The crowd, which Executive Director of Citizens Campaign for the Environment Adienne Esposito said came together on short notice, included dozens of carpenters, ironworkers, painters and electricians.
The demonstrators demanded that the Trump administration lift its stoppage of the Empire Wind 1 project, which U.S. Interior Secretary Doug Burgum halted April 16.
“The event was clearly to tell everyone that offshore wind is not a Republican issue, it’s not a Democratic issue, it’s a public health issue, and that climate change is real,” Esposito said. We need to address it. We need to advance renewables in order to do that, and we should be working together collaboratively to take on that challenge. Ignoring climate science doesn’t fix the problem.
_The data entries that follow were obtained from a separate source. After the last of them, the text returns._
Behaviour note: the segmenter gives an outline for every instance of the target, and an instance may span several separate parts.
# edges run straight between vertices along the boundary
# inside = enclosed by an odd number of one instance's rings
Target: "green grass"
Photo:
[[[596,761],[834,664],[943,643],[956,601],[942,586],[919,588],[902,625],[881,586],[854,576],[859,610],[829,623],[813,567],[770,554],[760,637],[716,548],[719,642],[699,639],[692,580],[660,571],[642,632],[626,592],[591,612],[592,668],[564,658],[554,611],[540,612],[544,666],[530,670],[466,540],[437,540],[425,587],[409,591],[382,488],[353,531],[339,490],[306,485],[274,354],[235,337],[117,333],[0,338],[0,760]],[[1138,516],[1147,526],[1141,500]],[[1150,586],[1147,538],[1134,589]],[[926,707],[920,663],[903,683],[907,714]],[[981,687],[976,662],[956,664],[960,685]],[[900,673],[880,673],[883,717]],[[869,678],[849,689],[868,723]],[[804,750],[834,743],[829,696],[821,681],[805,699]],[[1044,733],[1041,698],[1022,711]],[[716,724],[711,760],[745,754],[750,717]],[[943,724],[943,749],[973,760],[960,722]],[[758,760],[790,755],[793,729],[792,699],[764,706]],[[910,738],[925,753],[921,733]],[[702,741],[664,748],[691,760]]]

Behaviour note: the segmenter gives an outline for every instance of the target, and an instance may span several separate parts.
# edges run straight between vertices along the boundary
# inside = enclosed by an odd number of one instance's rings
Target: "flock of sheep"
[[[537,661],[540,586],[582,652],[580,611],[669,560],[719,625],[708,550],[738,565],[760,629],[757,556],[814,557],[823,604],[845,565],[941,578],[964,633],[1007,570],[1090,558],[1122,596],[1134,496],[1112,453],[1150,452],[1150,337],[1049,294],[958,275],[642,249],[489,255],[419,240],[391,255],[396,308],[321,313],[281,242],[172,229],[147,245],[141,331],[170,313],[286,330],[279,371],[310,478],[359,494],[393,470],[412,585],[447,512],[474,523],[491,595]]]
It makes it worse.”
If constructed, the Empire Wind 1 project would span 80,000 acres of water around 15 to 30 miles off the Long Island coast, and according to the project’s developer, Equinor, would power around 500,000 homes across New York City.
Burgum announced a stoppage to the offshore wind project on X, formerly known as Twitter, until further review of “information that suggests the Biden administration rushed through its approval without sufficient analysis.”
Earlier on the same day, Nassau County Executive Bruce Blakeman hosted a press conference in Long Beach calling for the project’s termination and joined with other county elected officials like Town of Oyster Bay Supervisor Joseph Saladino, Town of North Hempstead Supervisor Jennifer DeSena and state Assembly member Ari Brown in calling state renewable energy initiatives a land, water and money grab.
At the Mineola protest, workers from unions including Carpenters Local #290 and 32BJ SEIU spoke about the loss of their jobs due to the halting of the wind project.
Other speakers included an expert on whales, who discussed the potential for offshore wind projects to have minimal negative impacts on marine life.
On his first day in office, Trump signed an executive order declaring a national energy emergency that encouraged the expansion of the country’s energy infrastructure, a point that Esposito said the Empire Wind 1 project would have helped address.
“Listen, the president declared an energy emergency. Therefore, we should be using all the sources of energy that we have, including offshore wind,” Esposito said. “It’s a reliable, clean, safe source of energy that’s homegrown here in America, and it’s creating thousands of good-paying jobs for Americans.”